Het gewone woord voor hoofddoek in het Middelnederlands was doek. De hoofddoek was toen wel bekend maar die had geen betrekking op een dunne lap stof, maar op een stevige kap, die volgens het Middelnederlandsch Woordenboek “iets van voren buiten het hoofd uitstak en aan de beide zijden van het gelaat in plooien op de schouders viel en over den hals hing”.
Aan het hoofd
Een van de oudste en interessantste woorden voor de hoofddoek vind ik koeverkief, dat al in de dertiende eeuw is aangetroffen. Wie vermoedt dat de eerste drie letters van het woord iets te maken hebben met het melkgevend boerderijdier, komt bedrogen uit. Het woord bestaat uit de stam van het Oudfranse werkwoord couvrir of het Oudpicardische werkwoord kuevrir ‘bedekken’ en het Oudfranse zelfstandige naamwoord chef of het Oudpicardische zelfstandig naamwoord kief ‘hoofd’. In het Engels is de oorspronkelijke Oudfranse vorm couvrechef nog enigszins terug te zien in het woord kerchief ‘sjaal, halsdoek, schouderdoek, omslagdoek’ en in handkerchief, ‘zakdoek’.

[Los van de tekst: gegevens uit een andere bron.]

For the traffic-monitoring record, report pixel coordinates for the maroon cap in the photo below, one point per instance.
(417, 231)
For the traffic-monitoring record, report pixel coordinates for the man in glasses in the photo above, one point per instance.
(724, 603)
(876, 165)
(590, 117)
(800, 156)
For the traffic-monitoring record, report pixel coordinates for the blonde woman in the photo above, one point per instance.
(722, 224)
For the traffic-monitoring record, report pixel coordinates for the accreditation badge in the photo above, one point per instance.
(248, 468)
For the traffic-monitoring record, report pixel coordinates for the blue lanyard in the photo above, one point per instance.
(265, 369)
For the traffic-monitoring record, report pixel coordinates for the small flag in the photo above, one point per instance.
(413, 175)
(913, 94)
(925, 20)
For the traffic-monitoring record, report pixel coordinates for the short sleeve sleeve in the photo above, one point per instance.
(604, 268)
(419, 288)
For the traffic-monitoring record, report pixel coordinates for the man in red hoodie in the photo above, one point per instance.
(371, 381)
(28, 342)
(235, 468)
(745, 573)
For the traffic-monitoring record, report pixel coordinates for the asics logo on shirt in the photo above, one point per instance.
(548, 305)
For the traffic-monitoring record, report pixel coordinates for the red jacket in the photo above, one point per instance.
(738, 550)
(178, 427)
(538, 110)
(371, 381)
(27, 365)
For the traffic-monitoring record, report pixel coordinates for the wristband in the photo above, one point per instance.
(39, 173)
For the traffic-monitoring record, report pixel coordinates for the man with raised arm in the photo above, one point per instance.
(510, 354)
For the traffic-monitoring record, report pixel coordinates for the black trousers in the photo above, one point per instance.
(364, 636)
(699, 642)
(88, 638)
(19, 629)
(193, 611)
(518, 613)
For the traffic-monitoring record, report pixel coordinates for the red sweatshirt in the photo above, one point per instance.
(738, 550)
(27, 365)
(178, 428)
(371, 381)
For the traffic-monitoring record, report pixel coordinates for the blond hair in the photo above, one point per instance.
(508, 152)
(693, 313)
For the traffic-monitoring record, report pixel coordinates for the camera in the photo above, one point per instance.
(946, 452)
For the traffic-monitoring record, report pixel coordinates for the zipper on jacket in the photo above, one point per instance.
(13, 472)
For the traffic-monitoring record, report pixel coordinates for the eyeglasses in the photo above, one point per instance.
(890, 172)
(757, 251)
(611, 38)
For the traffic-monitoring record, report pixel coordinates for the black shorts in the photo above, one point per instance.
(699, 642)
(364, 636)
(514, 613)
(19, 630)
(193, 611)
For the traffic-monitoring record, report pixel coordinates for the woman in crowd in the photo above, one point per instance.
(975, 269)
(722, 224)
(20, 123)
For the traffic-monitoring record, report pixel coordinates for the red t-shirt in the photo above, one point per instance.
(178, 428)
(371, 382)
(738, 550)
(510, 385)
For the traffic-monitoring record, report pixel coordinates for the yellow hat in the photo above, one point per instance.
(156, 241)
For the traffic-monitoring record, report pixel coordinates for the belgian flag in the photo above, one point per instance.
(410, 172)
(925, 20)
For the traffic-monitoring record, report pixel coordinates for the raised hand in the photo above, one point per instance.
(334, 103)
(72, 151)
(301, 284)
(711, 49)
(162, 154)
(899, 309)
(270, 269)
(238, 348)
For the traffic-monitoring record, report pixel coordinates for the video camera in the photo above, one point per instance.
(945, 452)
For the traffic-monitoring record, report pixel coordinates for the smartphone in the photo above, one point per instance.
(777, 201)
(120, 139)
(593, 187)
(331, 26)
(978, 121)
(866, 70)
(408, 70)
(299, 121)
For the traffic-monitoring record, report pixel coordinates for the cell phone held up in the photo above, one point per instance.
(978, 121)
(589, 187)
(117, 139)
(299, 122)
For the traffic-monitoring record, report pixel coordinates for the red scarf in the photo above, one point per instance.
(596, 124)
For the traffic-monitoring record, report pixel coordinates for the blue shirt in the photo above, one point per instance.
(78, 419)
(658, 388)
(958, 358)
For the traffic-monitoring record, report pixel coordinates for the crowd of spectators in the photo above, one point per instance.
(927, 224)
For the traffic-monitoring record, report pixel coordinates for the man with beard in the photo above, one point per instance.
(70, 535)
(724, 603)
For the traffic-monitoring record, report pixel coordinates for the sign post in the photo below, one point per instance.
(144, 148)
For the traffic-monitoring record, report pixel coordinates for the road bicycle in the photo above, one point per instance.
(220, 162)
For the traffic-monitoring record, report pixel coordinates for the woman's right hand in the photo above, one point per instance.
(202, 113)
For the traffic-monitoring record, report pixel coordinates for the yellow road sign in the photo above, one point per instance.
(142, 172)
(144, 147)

Oorspronkelijk gaan de vormen –kief, –chief en –chef terug op het Latijnse woord caput, dat ‘hoofd’ betekent. In het Middelnederlands hebben die vormen zich nog gehandhaafd in de woorden civetein, kivetein en chieftein voor ‘hoofdman’. Later zijn ze verdrongen door de vorm kapitein, die via het Franse capitaine teruggaat op het Middellatijnse capitaneus. Deze zal zeker een fraai hoofddeksel hebben gedragen om zich te onderscheiden van zijn ondergeschikten, al zal dat zeker geen hoofddoek zijn geweest.